Linux Killswitch

[ unix-tools  wwe  ]

Recently, I’ve been adminstering a Linux server for some folks on the Content Analytics and Digital Analytics teams. With this great power comes–you guessed it–great responsibility. And one such responsibility is ensuring that the system’s resources are available and in good use. A few of our team members are developing Selenium scripts, which employ a Chrome webdriver and Xvfb virtual display, both of which seem to have a problem of hanging around long after they’ve stopped being used. This seems to happen when a function or script someone wrote crashes, or if they don’t properly close things (e.g., display.stop(); driver.quit()). I mean, that’s somewhat of a hypothesis on my part – the main point is that these processes build up into the 100’s and just hang around.

ps -ef | grep chrome | wc -l  # Whoa, way too many!
ps -ef | grep Xvfb | wc -l    # Not as much, but still too many!

Killing Things, Slow and Stupid

If you just type ps into the command line, you won’t really see any processes besides those that are directly related to your current shell and username.

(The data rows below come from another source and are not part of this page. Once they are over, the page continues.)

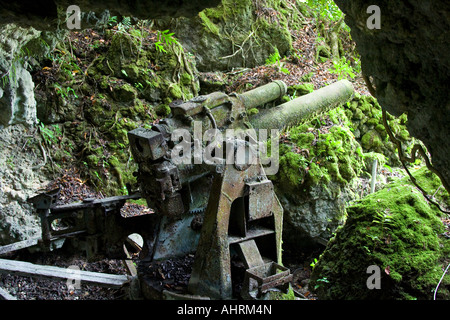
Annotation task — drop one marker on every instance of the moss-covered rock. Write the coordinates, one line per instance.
(237, 33)
(365, 115)
(320, 161)
(398, 231)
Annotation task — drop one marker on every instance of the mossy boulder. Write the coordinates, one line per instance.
(320, 161)
(365, 115)
(395, 230)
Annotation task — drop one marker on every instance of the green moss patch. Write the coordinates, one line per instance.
(396, 230)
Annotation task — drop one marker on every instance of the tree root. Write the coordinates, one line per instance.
(403, 158)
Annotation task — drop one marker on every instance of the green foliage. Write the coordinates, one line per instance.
(395, 229)
(326, 8)
(165, 38)
(275, 59)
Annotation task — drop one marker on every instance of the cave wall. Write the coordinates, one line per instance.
(29, 28)
(408, 62)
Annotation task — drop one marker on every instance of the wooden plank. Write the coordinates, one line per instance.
(57, 273)
(18, 245)
(5, 295)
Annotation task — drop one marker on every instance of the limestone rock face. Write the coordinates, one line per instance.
(408, 62)
(17, 103)
(47, 14)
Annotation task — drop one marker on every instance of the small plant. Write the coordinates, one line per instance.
(65, 92)
(164, 37)
(343, 69)
(275, 59)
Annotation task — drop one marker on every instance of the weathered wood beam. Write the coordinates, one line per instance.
(57, 273)
(18, 245)
(5, 295)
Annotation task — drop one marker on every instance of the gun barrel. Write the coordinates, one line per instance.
(296, 110)
(263, 94)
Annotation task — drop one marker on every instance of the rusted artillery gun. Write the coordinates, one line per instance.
(205, 163)
(203, 170)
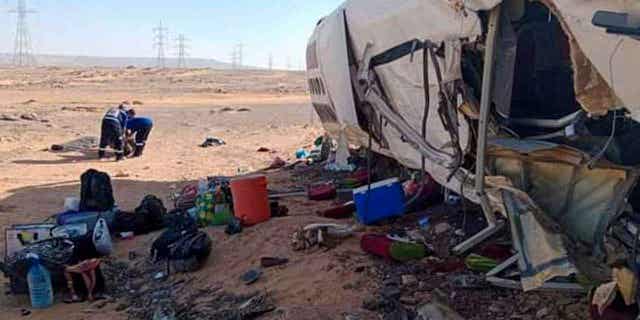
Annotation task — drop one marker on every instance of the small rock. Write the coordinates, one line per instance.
(391, 292)
(442, 227)
(496, 308)
(410, 301)
(100, 304)
(409, 280)
(371, 303)
(6, 117)
(542, 313)
(351, 317)
(29, 117)
(348, 286)
(122, 174)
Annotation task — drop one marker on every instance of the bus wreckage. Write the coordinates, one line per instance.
(528, 108)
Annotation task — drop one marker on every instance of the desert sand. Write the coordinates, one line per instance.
(248, 110)
(187, 106)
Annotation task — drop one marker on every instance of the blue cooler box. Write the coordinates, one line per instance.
(385, 200)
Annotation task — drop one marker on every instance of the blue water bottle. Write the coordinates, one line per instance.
(39, 281)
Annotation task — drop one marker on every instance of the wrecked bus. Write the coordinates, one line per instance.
(528, 108)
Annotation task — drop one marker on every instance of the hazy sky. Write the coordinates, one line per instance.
(124, 28)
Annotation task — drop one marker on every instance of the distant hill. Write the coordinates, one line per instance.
(114, 62)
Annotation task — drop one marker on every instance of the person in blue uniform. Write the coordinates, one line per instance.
(139, 128)
(112, 133)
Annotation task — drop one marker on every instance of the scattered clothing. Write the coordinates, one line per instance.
(212, 142)
(268, 262)
(251, 276)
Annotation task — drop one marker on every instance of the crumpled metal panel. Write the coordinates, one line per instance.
(559, 205)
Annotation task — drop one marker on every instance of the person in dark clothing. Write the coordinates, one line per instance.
(139, 127)
(113, 128)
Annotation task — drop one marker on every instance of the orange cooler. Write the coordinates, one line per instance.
(251, 199)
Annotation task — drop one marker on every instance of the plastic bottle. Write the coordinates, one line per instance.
(203, 186)
(39, 281)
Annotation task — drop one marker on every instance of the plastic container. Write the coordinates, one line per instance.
(71, 204)
(90, 218)
(385, 200)
(39, 281)
(250, 199)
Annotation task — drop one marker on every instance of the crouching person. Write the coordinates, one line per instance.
(112, 135)
(139, 128)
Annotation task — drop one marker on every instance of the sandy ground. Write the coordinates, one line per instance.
(187, 106)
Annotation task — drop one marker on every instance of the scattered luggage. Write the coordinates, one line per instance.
(381, 200)
(250, 199)
(150, 215)
(102, 238)
(182, 244)
(96, 192)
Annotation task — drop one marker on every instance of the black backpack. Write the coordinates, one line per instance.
(180, 225)
(96, 192)
(190, 251)
(150, 215)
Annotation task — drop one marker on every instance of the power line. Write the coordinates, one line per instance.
(159, 42)
(23, 53)
(236, 56)
(182, 47)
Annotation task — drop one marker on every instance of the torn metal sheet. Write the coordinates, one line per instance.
(522, 146)
(384, 68)
(606, 65)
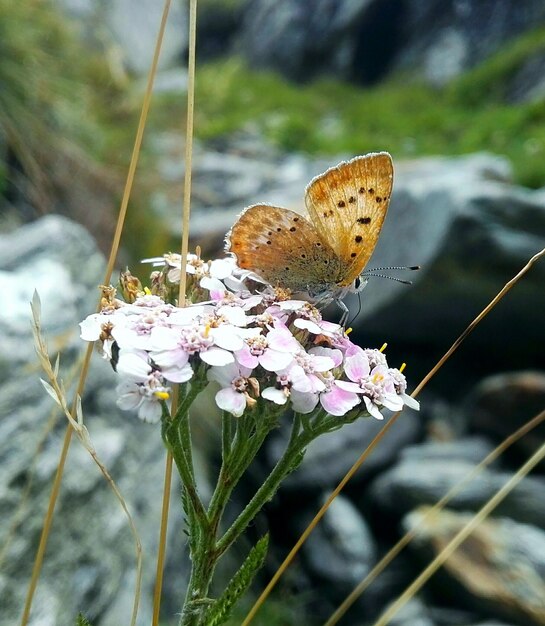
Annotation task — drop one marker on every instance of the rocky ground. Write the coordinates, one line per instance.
(471, 230)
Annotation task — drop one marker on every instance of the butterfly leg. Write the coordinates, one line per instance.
(345, 311)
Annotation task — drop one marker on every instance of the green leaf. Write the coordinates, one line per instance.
(220, 611)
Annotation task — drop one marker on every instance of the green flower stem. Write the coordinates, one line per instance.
(238, 452)
(252, 429)
(296, 445)
(177, 438)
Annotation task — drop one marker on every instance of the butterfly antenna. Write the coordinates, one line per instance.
(393, 267)
(355, 317)
(395, 278)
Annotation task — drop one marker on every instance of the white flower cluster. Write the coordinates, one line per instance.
(254, 345)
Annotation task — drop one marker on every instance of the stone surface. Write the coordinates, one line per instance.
(129, 28)
(90, 559)
(499, 569)
(328, 458)
(503, 403)
(341, 550)
(413, 482)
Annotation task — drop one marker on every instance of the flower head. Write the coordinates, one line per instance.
(258, 344)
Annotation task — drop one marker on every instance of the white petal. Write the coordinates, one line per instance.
(273, 361)
(224, 374)
(221, 268)
(179, 374)
(308, 325)
(274, 395)
(234, 315)
(230, 400)
(226, 337)
(372, 409)
(303, 402)
(134, 366)
(150, 411)
(216, 356)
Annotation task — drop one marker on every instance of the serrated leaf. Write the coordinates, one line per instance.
(50, 390)
(221, 610)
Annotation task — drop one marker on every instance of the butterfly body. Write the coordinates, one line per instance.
(322, 255)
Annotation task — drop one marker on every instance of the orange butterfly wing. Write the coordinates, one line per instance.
(283, 248)
(347, 205)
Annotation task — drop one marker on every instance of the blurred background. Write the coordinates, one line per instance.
(455, 91)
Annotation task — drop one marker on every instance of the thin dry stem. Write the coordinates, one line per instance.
(409, 536)
(460, 537)
(284, 565)
(181, 293)
(188, 146)
(161, 553)
(55, 389)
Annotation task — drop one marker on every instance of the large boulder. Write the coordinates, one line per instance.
(90, 558)
(498, 570)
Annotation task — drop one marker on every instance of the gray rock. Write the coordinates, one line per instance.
(341, 550)
(467, 449)
(90, 559)
(59, 259)
(471, 232)
(413, 482)
(501, 404)
(364, 40)
(129, 28)
(328, 458)
(413, 613)
(499, 569)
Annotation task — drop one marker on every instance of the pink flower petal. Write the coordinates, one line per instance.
(372, 408)
(246, 358)
(274, 395)
(338, 401)
(334, 354)
(352, 387)
(356, 366)
(273, 361)
(178, 375)
(282, 340)
(216, 356)
(232, 401)
(303, 402)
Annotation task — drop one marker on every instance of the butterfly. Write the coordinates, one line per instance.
(322, 255)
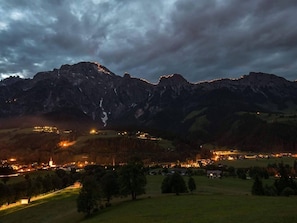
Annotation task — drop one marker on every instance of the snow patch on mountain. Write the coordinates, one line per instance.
(104, 119)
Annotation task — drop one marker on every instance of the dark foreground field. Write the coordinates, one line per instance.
(215, 200)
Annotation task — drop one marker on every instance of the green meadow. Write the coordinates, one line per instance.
(215, 200)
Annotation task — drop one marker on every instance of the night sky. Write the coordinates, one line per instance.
(202, 40)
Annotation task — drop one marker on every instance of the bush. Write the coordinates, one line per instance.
(287, 191)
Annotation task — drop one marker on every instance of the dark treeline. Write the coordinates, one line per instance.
(100, 185)
(32, 186)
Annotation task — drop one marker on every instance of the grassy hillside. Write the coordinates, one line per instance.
(215, 200)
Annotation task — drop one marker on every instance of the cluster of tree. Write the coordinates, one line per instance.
(100, 184)
(175, 183)
(285, 185)
(29, 187)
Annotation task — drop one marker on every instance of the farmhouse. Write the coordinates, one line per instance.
(214, 173)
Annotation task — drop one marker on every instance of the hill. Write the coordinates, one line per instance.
(255, 112)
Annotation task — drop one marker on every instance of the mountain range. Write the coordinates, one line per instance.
(257, 111)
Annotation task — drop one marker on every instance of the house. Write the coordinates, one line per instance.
(214, 173)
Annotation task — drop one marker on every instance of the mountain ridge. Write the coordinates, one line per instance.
(200, 112)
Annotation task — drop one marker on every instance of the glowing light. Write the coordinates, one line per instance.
(66, 143)
(93, 131)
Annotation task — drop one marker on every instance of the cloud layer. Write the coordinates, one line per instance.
(202, 40)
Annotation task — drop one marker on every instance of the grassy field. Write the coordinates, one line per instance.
(215, 200)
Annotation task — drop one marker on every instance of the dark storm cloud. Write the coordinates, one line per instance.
(202, 40)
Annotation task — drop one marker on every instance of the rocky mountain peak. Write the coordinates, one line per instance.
(85, 67)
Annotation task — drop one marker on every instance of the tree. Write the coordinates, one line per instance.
(178, 184)
(89, 196)
(109, 185)
(257, 188)
(191, 184)
(132, 179)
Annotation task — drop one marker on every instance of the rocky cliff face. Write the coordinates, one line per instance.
(91, 91)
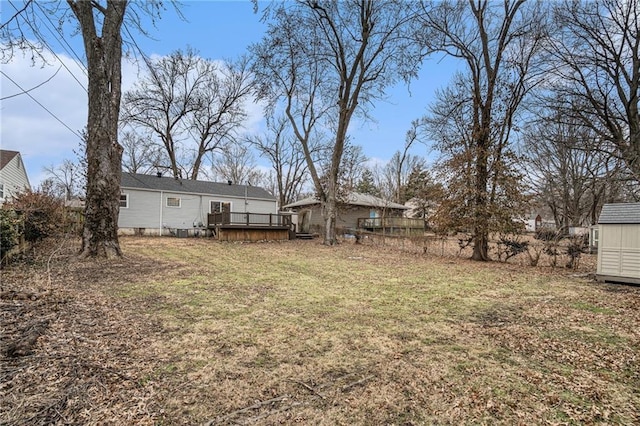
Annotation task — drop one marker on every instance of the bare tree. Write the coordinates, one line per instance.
(332, 59)
(498, 43)
(192, 105)
(139, 155)
(597, 72)
(279, 147)
(100, 23)
(570, 174)
(237, 164)
(221, 110)
(67, 180)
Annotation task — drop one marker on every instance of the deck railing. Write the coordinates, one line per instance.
(249, 219)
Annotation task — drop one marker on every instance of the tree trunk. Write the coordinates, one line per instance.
(481, 219)
(329, 213)
(104, 153)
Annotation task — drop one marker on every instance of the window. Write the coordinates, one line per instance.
(173, 202)
(219, 207)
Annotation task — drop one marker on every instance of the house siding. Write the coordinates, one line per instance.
(13, 178)
(148, 209)
(347, 217)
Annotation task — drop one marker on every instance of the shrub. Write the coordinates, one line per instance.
(545, 234)
(42, 214)
(9, 231)
(509, 247)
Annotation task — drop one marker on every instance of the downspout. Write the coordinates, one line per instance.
(160, 229)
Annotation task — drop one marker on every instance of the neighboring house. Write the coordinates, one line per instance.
(13, 176)
(619, 243)
(159, 205)
(355, 212)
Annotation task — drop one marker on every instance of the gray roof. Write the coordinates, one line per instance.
(353, 198)
(6, 156)
(620, 213)
(155, 183)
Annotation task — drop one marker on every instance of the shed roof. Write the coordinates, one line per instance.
(620, 213)
(155, 183)
(6, 156)
(353, 198)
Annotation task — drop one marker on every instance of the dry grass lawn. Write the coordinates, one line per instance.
(192, 331)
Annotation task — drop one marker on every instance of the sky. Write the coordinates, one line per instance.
(44, 124)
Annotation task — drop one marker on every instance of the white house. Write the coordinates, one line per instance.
(13, 176)
(163, 205)
(619, 243)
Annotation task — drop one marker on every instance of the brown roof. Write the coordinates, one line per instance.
(6, 156)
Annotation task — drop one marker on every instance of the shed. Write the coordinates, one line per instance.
(619, 243)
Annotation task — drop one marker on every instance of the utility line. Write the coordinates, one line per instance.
(33, 88)
(42, 106)
(37, 34)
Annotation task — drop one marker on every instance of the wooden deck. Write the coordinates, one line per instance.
(235, 226)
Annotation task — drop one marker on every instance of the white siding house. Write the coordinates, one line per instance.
(164, 205)
(619, 243)
(13, 176)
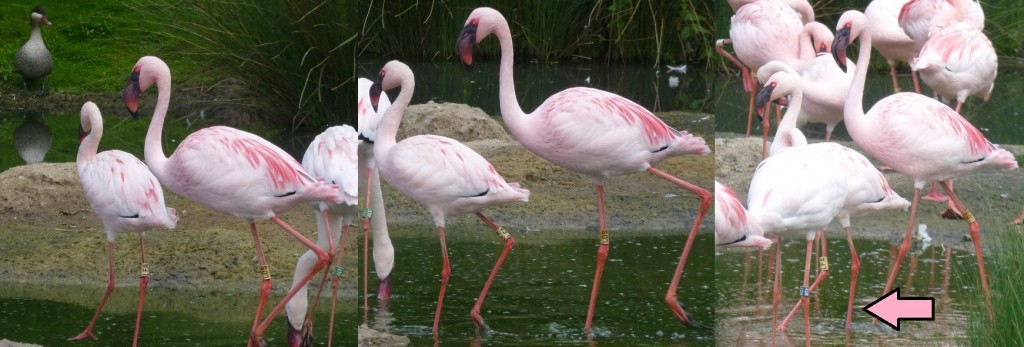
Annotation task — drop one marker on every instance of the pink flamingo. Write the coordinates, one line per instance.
(798, 190)
(440, 173)
(765, 31)
(732, 226)
(890, 40)
(916, 136)
(232, 172)
(956, 61)
(592, 132)
(374, 217)
(330, 158)
(867, 189)
(125, 196)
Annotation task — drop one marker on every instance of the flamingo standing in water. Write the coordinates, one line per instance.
(440, 173)
(763, 31)
(890, 40)
(374, 216)
(592, 132)
(956, 61)
(330, 158)
(125, 196)
(867, 189)
(916, 136)
(232, 172)
(732, 226)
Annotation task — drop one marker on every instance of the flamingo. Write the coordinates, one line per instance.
(562, 130)
(890, 40)
(125, 196)
(793, 191)
(765, 31)
(232, 172)
(383, 250)
(956, 61)
(916, 136)
(867, 189)
(923, 18)
(331, 158)
(732, 227)
(441, 174)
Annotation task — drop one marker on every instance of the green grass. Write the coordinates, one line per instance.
(1006, 272)
(94, 45)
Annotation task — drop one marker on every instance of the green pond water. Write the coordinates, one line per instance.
(540, 297)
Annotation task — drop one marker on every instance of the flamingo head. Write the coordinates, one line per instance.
(39, 14)
(481, 23)
(848, 29)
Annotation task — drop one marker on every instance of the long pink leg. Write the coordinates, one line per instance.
(509, 242)
(366, 246)
(854, 270)
(776, 286)
(670, 296)
(323, 259)
(904, 247)
(602, 254)
(445, 272)
(976, 237)
(143, 279)
(110, 289)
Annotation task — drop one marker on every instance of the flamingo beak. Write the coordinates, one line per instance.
(839, 47)
(764, 96)
(130, 94)
(465, 45)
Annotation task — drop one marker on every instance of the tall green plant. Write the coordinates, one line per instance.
(296, 57)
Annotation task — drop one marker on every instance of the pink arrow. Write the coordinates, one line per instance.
(891, 309)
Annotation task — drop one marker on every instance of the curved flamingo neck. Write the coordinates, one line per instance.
(387, 129)
(854, 109)
(511, 112)
(90, 144)
(154, 150)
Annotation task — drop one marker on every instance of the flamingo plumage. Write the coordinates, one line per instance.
(232, 172)
(867, 189)
(916, 136)
(440, 173)
(562, 131)
(371, 188)
(330, 158)
(126, 198)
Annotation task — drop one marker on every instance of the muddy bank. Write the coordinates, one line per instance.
(560, 199)
(995, 197)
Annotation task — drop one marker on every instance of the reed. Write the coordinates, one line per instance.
(295, 58)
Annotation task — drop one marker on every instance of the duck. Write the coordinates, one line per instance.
(34, 61)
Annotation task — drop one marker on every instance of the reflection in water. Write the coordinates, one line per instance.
(33, 138)
(744, 308)
(542, 293)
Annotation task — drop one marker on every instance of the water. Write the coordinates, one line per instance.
(450, 82)
(999, 119)
(744, 301)
(542, 293)
(48, 314)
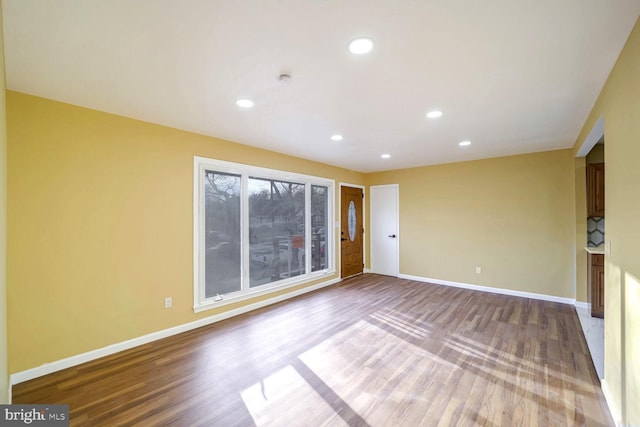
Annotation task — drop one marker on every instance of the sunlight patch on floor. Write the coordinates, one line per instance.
(270, 402)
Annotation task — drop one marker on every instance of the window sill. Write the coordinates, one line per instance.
(262, 290)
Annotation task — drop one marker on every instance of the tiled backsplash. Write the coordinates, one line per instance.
(595, 231)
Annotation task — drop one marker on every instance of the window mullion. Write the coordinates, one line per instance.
(307, 228)
(244, 212)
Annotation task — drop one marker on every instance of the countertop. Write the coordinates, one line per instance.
(599, 250)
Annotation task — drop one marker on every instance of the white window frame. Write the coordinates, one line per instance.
(200, 164)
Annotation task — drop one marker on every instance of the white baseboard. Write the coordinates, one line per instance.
(615, 414)
(69, 362)
(502, 291)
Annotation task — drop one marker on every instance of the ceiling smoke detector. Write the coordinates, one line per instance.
(284, 78)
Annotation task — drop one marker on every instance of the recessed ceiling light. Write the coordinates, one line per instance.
(244, 103)
(360, 46)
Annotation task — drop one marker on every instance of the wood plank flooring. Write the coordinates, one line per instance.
(371, 351)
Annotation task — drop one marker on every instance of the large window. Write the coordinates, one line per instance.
(257, 230)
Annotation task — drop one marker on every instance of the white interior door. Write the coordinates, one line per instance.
(384, 229)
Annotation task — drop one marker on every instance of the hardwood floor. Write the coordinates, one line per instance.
(372, 350)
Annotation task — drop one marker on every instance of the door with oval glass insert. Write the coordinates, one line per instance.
(351, 251)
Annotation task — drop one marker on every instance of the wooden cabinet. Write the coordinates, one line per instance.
(596, 284)
(595, 189)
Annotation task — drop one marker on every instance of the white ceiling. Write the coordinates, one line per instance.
(511, 76)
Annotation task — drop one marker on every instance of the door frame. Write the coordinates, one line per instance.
(339, 226)
(397, 225)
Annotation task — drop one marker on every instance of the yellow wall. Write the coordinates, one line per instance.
(619, 105)
(100, 225)
(511, 216)
(596, 155)
(4, 378)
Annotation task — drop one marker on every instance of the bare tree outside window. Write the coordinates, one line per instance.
(276, 229)
(223, 271)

At one point, I learned to use the ‘e’ and ‘f’ flags to get a much more complete list:

ps -ef

If your system has hundreds of processes running, you might be like, “Whoa, that’s a lot, but is it ‘a lot’ a lot or just a lot?” To know this, you have to (i) count, and (ii) build an intuition for what’s normal. For counting, just do this:

ps -ef | wc -l

To build an intuition, just do that a lot – throughout the day and throughout the week. On my system, it seems like 250 - 350 is normal. When it gets to 700, I know something’s up, and from this happening several times now, I know that it’s probably related to the Chrome webdriver (though Xvfb is also showing up quite a bit these days since we figured out the benefit of using virtual displays in our Selenium scripts).

To see all the processes related to Chrome, simply grep it:

ps -ef | grep chrome

At this point, you can look for some old, long-running Chrome procesess and kill them:

kill PID

Killing Things, Faster and Smarter

The problem is that there are so many Chrome-related processes, and many of them depend on each other. If you kill the right one, you might kill like 20 at once. Alternatively, you could end up having to kill all 20 individual processes individually… It would be useful to know which processes to kill first!

One approach is to kill the processes that take up the largest %CPU or %MEM, but using “-ef” does not provide that info. Fortunately, I learned about using the ‘aux’ argument today:

ps aux  # gives a lot of info w/ easy-to-interpret cols  like %CPU, %MEM

I also learned about ps’s tree view today:

ps axjf

Both approaches allow you to make smarter decisions about which processes to kill first so that you kill as many processes as possible with the least amount of work. That said, JEEZ! Wouldn’t it be nice to just kill all processes related to some command or program all at once?

The answer, of course, is YES!

Killing Things with Wild Abandon

This is where pgrep comes in: it returns all process IDs (PIDs) associated with a command. Try it!

pgrep cat
pgrep chrome
pgrep Xvfb

If you’re sure you can safely kill all processes at once, just do this:

kill `pgrep chrome`  # Kill 'em all in one stroke

This is a powerful command! Use it wisely. For example, we actually have hourly Selenium bots that go out and do some useful work – wouldn’t want to kill ‘em! But knowing their schedule allowed me to use this effectively, and the efficiency was so incredible I just had to share the good news :-)


Related: I also played around with htop today, which is like top, but more human friendly:

top  # look what's going on
htop  # like top, but for humans 

Some References

  • https://www.digitalocean.com/community/tutorials/how-to-use-ps-kill-and-nice-to-manage-processes-in-linux
Written on April 10, 2018